The fact that Adil is a permanent resident should give him the right to a fair trial, the same as any other Canadian citizen. Permanent residents are even more vulnerable because Canada collaborates with police states. One of the Judges summarized the argument of Doyon on the vulnerability of permanent residents with security certificates by saying “If you don’t smile well to CSIS you will have problems…”
Briefly, what Doyon is asking in the name of Adil Charkaoui is the right to a fair trial without secret evidence, just like criminal or civil trials. A judge seemed to wake up and understand the importance of the issue in front of him. He asked: “So, if I understand correctly, you want us to free the detainees and abolish security certificates?!” Doyon humbly answered that she was only asking for the liberation of Adil Charkaoui, but that this should logically lead to the liberation of the others as well…

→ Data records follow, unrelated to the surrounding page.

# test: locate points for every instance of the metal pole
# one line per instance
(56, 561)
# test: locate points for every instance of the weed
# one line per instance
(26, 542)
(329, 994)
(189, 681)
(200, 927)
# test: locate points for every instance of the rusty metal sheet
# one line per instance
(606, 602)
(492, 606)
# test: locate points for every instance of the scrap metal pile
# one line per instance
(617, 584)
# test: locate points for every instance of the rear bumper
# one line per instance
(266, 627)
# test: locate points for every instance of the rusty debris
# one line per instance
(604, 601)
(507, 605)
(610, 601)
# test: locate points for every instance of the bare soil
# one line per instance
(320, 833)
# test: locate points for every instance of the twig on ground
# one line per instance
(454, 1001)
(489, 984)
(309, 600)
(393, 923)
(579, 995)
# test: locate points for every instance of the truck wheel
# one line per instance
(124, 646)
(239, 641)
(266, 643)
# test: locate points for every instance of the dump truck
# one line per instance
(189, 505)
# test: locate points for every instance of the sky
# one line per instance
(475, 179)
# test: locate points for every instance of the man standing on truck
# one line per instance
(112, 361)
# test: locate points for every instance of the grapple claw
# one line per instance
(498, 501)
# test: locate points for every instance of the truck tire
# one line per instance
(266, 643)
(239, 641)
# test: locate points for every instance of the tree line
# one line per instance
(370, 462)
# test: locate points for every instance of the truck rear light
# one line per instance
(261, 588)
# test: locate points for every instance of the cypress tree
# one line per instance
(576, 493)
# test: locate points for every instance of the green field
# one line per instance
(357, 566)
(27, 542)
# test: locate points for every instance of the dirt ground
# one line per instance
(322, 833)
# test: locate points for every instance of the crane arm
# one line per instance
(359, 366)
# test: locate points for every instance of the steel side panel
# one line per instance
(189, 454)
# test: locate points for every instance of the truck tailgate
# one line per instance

The Crown prosecutors reacted to Doyon’s arguments. One of them first asked if Judge Noel was correct or not, to separate the issues of the certificate from the constitutional issues (“Did he have one or two hats or a big hat?”). He was so not convincing that one judge asked him if he had “an exit door”! Then, another prosecutor took the stand with jurisprudence, and said that it would mean “a 180 degree turn” in closed-door hearings matters if we abolished secret trials. He said that secret evidence was “the exception” because a judge can test the evidence himself during secret hearings and decide if he wants to divulge it. He also made a weird comment saying that since September 11th, the judicial power has to believe the executive branch because it is better informed (and what about the independence of the courts?!). On the permanent resident status of Adil Charkaoui, the prosecutor said that it was an option for legislators to anticipate situations where we can remove the right of residence for reasons of… national security. About the indefinite detention of Adil Charkaoui, the prosecutor underlined the fact that this detention was pre-emptive and that its goal is to “protect the public” and to ensure that the accused is present in court… To justify the fact that Adil’s conditional liberation was denied three times, he said that the danger can’t be evaluated because as long as Adil doesn’t testify, we are in an absence of facts! He repeated the three questions that the judge-crown-prosecutor Simon Noel asked Adil, of which Doyon said that they include “all of his life”, and said that if he testified to say that he is not a threat, “maybe” he would be released… The prosecutor also said that Adil could testify to contradict the evidence (that he doesn’t know) to compensate for the absence of a fair trial!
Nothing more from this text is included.